Herzlich Willkommen in meiner logopädischen Praxis!

Menschen logopädisch zu behandeln bereitet mir große Freude! Ich finde den Behandlungsweg mit jedem einzelnen Patienten sehr spannend und freue mich über die erreichten Erfolge. Dafür setze ich mich gerne ein.

                     

Logopädische Therapie in der Corona Zeit

Aufgrund der aktuellen Situation gelten die hygienischen Vorschriften der Berufsgenossenschaft Gesundheit und Wohlfahrt:

Bitte kommen Sie mit Mund-Nasen-Schutz zur Therapie. Ebenso besteht für Kinder ab dem 6. Lebensjahr Masken-Pflicht.
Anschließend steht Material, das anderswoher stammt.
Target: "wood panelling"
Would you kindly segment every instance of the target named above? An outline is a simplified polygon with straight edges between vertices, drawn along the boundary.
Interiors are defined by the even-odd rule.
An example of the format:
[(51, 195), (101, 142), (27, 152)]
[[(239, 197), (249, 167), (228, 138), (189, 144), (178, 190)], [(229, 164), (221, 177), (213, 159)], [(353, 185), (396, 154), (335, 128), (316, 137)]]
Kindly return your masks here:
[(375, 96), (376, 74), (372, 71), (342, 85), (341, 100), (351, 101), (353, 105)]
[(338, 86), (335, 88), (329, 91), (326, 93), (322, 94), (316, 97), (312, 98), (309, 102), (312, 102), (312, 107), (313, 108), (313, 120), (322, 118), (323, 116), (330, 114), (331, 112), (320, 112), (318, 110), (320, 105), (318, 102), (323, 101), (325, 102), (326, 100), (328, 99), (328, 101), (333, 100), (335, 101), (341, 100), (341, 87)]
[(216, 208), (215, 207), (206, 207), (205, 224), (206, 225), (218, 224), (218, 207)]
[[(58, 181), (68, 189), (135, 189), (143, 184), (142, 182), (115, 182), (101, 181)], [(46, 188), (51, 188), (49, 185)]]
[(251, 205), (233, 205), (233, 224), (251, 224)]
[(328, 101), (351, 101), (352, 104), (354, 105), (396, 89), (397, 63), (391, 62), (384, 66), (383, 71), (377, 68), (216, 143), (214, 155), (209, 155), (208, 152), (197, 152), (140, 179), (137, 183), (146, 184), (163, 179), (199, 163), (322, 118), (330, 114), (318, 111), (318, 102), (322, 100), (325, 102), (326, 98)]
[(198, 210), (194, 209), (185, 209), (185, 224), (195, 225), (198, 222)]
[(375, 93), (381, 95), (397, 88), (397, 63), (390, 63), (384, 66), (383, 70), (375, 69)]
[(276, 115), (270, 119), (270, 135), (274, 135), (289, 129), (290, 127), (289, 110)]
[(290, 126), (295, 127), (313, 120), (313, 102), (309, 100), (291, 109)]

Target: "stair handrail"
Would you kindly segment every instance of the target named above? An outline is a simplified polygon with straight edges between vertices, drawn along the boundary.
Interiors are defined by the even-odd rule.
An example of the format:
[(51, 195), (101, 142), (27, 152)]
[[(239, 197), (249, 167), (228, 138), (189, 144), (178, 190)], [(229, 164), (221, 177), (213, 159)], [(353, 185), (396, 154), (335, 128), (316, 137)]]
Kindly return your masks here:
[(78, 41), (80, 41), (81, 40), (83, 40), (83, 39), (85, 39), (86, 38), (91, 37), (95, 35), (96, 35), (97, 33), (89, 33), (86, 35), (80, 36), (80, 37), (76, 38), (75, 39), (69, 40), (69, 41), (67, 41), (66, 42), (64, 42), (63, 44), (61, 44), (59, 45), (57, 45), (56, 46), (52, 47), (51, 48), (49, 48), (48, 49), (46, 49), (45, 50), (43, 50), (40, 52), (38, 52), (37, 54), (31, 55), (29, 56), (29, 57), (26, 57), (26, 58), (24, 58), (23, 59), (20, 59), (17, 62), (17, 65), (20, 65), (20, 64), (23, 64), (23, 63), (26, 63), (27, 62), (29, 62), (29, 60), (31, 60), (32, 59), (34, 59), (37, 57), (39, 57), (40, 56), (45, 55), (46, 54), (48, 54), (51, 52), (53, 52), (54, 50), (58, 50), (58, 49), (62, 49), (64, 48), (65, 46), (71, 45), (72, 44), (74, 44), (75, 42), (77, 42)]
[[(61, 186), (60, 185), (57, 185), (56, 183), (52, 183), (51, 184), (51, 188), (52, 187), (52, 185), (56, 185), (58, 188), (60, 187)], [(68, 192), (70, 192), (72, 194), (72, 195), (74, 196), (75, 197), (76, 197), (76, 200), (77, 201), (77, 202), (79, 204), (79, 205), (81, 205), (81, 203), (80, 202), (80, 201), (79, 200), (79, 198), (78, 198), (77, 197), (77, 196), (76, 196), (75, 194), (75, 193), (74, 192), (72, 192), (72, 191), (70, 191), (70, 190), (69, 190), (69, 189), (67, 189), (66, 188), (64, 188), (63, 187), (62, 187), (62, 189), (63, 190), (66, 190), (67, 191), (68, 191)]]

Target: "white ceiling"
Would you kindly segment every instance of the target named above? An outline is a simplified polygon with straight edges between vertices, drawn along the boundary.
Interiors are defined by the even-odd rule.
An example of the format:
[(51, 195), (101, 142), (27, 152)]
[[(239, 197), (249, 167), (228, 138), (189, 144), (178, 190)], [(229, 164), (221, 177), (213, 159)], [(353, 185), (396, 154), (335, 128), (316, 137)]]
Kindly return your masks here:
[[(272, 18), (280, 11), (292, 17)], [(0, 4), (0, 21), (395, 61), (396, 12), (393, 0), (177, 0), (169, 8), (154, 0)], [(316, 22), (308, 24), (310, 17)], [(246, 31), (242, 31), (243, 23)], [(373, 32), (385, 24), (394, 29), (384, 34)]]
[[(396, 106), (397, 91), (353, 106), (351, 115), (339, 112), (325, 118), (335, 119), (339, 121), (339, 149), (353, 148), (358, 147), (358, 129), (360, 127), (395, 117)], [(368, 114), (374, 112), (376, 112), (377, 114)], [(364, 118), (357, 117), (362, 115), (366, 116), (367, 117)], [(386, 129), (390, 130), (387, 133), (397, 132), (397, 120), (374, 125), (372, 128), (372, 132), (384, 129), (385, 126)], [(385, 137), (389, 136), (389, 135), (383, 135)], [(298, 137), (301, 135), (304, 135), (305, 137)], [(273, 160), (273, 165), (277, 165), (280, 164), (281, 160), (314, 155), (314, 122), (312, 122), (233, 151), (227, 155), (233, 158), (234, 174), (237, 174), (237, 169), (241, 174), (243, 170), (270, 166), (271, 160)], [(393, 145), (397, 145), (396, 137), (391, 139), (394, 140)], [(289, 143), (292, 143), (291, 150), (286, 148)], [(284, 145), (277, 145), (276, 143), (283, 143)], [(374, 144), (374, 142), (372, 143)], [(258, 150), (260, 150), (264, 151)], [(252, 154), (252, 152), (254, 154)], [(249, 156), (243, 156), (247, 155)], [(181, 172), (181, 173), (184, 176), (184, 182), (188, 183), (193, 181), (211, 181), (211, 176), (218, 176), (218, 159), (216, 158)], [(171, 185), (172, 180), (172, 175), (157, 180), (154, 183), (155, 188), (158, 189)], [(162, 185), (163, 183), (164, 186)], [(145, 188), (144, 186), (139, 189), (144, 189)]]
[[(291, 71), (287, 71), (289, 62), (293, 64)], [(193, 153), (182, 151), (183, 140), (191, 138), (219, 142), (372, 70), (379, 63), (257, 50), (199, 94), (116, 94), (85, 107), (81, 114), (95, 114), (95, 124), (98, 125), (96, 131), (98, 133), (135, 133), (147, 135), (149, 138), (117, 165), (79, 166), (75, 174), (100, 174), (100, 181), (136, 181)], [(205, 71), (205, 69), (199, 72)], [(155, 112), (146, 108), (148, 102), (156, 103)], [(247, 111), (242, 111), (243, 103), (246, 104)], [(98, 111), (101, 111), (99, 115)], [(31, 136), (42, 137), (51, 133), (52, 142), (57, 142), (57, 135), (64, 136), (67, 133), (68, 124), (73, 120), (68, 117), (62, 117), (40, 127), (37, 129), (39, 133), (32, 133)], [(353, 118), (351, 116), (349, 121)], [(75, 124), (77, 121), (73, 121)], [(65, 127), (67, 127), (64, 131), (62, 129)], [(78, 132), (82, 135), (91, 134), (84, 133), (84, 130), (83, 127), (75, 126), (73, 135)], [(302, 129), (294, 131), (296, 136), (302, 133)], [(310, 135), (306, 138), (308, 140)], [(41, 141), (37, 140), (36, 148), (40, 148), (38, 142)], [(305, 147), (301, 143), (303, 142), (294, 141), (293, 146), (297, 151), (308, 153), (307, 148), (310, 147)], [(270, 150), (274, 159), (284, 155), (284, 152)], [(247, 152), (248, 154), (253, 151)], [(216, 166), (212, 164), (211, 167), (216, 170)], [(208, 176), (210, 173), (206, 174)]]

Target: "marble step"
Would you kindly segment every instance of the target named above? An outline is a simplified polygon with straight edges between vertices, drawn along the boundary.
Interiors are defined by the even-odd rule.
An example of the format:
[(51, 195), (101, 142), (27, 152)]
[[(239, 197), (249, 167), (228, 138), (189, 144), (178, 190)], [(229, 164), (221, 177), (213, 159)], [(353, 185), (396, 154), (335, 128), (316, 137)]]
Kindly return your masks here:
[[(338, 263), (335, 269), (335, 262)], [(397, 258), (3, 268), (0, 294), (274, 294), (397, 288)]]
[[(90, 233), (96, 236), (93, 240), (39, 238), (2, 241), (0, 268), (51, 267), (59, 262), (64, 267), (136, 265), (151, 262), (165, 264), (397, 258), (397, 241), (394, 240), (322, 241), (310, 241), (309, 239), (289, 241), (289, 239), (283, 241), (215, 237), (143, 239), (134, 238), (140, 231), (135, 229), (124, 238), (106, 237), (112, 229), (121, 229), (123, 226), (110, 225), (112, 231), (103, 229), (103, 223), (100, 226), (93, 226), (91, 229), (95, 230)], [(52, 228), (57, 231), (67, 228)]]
Sie können  persönlich in meiner Praxis behandelt werden unter Einhaltung der hygienischen Schutzmaßnahmen, wie Abstand halten und Hände-Desinfektion oder Hände-Waschen. 

 

 

Wozu gibt es eigentlich Logopädie?

Die logopädische Therapie hat die Aufgabe, Einschränkungen der Kommunikationsfähigkeit – nämlich Störungen der Stimme, des Sprechens, der Sprache – sowie Einschränkungen der Basisfunktionen Atmung und Nahrungsaufnahme vollständig oder möglichst weit gehend wiederherzustellen.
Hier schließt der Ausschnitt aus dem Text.